So I stopped training and resumed from 50k; I will wait until 53.5k and see if it happens again.
By the way, do my figures look fine? looks like model is overfitting; should I wait for a "surprise"?
My language is somehow under-resourced and there is no (at least I couldn't find one) phoneme dictionary to train a G2P and MFA model. However, unlike English, a character roughly represents a phone, except some vowels sound longer or shorter according to meaning of host word. So character-based model seems fine with me. This tacotron2 has been trained just for duration extraction.
Which step seems best for duration extraction so far?
How can I improve the quality of duration extraction?
extract_duration.py extracts durations from model prediction but they are supposed to be used with ground-truth mels. Although, the sum of tactron2-extracted durations is forced to match the length of ground-truth mels by
alignment = alignment[:real_char_length, :real_mel_length]
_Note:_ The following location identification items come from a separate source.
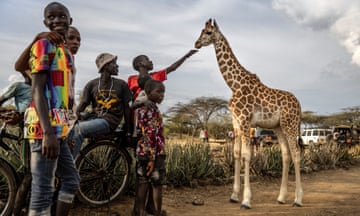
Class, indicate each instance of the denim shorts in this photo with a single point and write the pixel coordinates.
(157, 177)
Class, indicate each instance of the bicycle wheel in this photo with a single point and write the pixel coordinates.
(8, 188)
(104, 170)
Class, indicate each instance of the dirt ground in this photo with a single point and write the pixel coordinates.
(326, 193)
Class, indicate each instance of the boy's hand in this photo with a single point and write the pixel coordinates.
(150, 168)
(50, 146)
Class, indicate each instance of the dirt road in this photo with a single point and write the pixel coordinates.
(326, 193)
, this is just based on an assumption that predicted mels and their ground-truth counterparts are roughly one-to-one (from index 0).So, when the goal of training a tactron2 is to extract good duration only, is it a good idea to use whole dataset for training and make a severely over-fitted model (maybe up to 200k steps or more in my case)?
Any idea on MFA model training for a language with no phone dictionary available?
Has anyone tried making a fake phone dictionary like this to force MFA align character instead of phoneme.
....
hello h e l l o
nice n i c e
....
Thanks.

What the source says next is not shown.